The American keyboardist, bandleader, composer and actor, Herbert Jeffrey “Herbie” Hancock was born on April 12, 1940. Shortly after starting his career with Donald Byrd, Hancock migrated into the Miles Davis Quintet and redefined the role of the jazz rhythm section as well as being a driving force behind the post-bop sound. Hancock’s near crossover music manages to be both melodic and accessible while complicated in subtle ways that does not limit his audience.
Among his most famous compositions are Cantaloupe Island, Watermelon Man, Maiden Voyage and Chameleon. He has also had some successful hit singles including I Thought It Was You and Rockit. Today, we will be sharing his 12th studio album Head Hunters (1973). It is seen as a key release for Hancock and a defining moment for jazz-rock. In fact, the Library of Congress has since added it to the National Recording Registry which is a collection of “culturally, historically or aesthetically important” sound recordings of the 20th Century.

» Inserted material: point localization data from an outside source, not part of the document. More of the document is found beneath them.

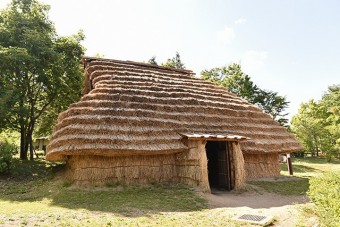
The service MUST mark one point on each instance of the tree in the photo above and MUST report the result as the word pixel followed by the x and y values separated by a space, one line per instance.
pixel 241 85
pixel 317 124
pixel 39 68
pixel 174 62
pixel 152 60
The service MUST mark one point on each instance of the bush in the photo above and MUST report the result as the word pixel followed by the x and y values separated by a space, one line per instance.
pixel 324 191
pixel 6 155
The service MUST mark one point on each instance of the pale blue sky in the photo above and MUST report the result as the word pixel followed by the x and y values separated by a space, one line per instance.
pixel 291 46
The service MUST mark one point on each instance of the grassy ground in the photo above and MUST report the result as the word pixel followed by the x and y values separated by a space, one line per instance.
pixel 303 168
pixel 34 195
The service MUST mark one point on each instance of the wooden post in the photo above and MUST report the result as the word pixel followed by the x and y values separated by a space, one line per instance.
pixel 290 167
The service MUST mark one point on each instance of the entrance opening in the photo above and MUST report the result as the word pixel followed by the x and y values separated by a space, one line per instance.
pixel 220 170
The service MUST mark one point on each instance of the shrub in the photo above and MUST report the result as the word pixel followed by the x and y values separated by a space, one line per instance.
pixel 6 155
pixel 324 191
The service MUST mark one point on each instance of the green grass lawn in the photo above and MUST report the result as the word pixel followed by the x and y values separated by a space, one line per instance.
pixel 303 169
pixel 35 195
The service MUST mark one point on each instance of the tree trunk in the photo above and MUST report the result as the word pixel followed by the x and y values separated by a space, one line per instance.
pixel 23 151
pixel 31 147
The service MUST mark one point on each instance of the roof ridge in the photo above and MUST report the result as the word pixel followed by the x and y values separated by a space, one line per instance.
pixel 87 60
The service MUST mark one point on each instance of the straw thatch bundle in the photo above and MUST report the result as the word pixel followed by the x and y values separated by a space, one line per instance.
pixel 136 111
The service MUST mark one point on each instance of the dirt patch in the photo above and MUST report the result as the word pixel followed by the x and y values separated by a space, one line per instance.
pixel 285 209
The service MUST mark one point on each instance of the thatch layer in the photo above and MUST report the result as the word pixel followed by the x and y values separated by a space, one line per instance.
pixel 188 167
pixel 261 165
pixel 137 108
pixel 122 169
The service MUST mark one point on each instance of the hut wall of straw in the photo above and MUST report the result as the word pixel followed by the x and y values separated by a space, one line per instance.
pixel 127 127
pixel 84 169
pixel 261 165
pixel 239 166
pixel 192 165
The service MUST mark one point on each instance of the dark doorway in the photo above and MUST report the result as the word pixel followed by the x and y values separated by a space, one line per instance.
pixel 219 165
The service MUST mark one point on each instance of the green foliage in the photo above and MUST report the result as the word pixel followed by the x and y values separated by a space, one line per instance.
pixel 317 124
pixel 241 85
pixel 324 191
pixel 40 71
pixel 174 62
pixel 6 155
pixel 152 60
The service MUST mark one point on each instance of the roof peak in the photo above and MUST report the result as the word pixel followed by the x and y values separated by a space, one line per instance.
pixel 87 60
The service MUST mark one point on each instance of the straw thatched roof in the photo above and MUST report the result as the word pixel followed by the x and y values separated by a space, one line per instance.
pixel 136 108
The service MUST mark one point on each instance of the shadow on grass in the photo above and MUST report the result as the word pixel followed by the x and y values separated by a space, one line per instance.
pixel 34 182
pixel 298 186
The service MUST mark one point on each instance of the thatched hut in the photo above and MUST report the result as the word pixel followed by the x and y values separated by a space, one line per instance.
pixel 142 123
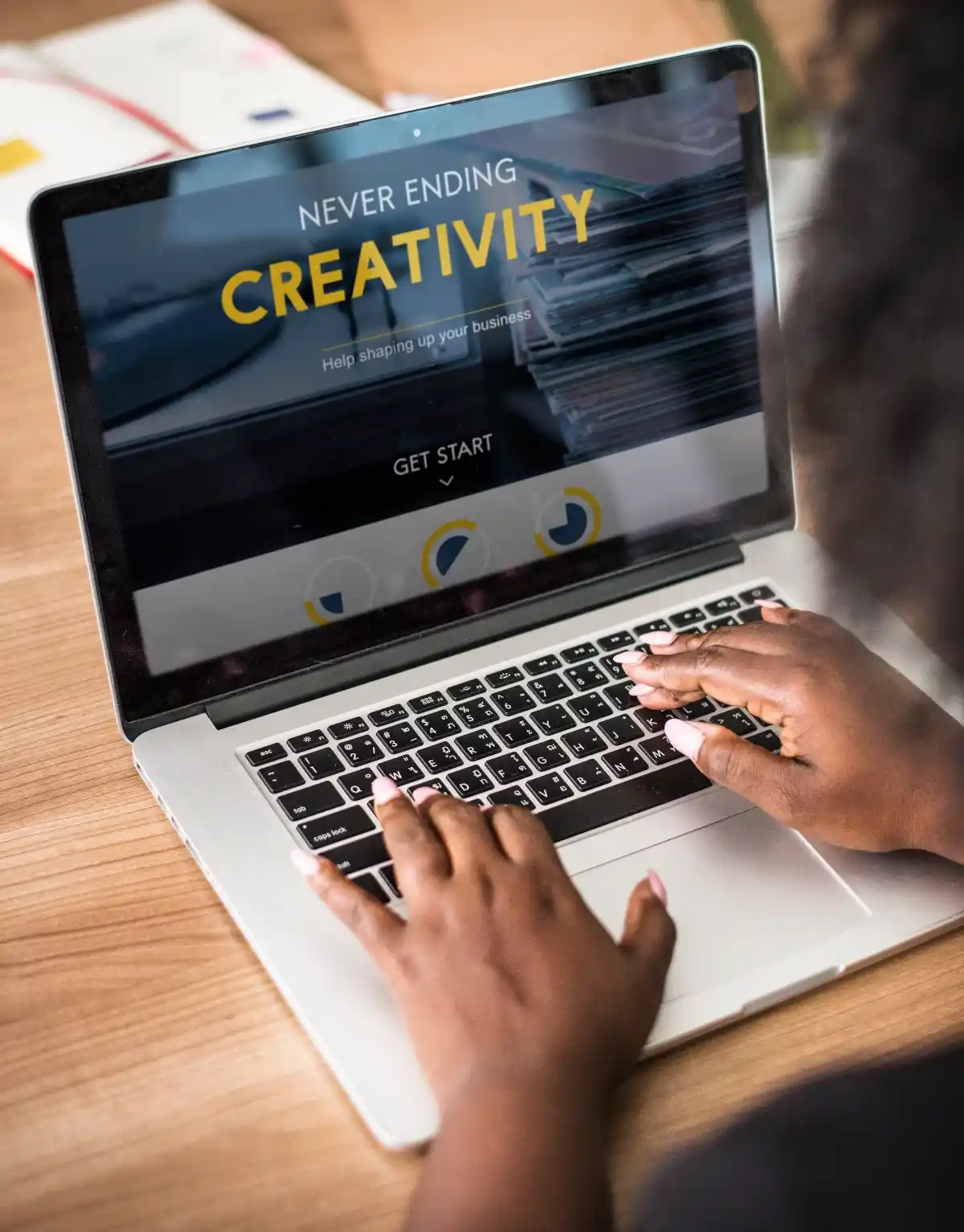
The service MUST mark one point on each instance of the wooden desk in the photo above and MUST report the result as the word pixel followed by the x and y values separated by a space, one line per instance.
pixel 150 1075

You may listen to Head Hunters here:
Contrast that Watermelon Man with the original! For my money and ears, the original is far better.
Aloha Promises Forever gives Head Hunter an eight out of 10 for ruining a perfectly good song in my opinion… of course this may be heavily influenced by my little girls going from dancing to the first track and covering their ears for a significant portion of Watermelon Man with complaints of please do not play that ever again!! Whatever Hancock intended to say with his new version, my little girls spoke louder. Why? Because when I played them the original version, these 21st century darlings immediately began dancing again and the smiles returned. Sometimes when someone does something right and good the first time, maybe its best to leave the song pretty much alone from that point forward?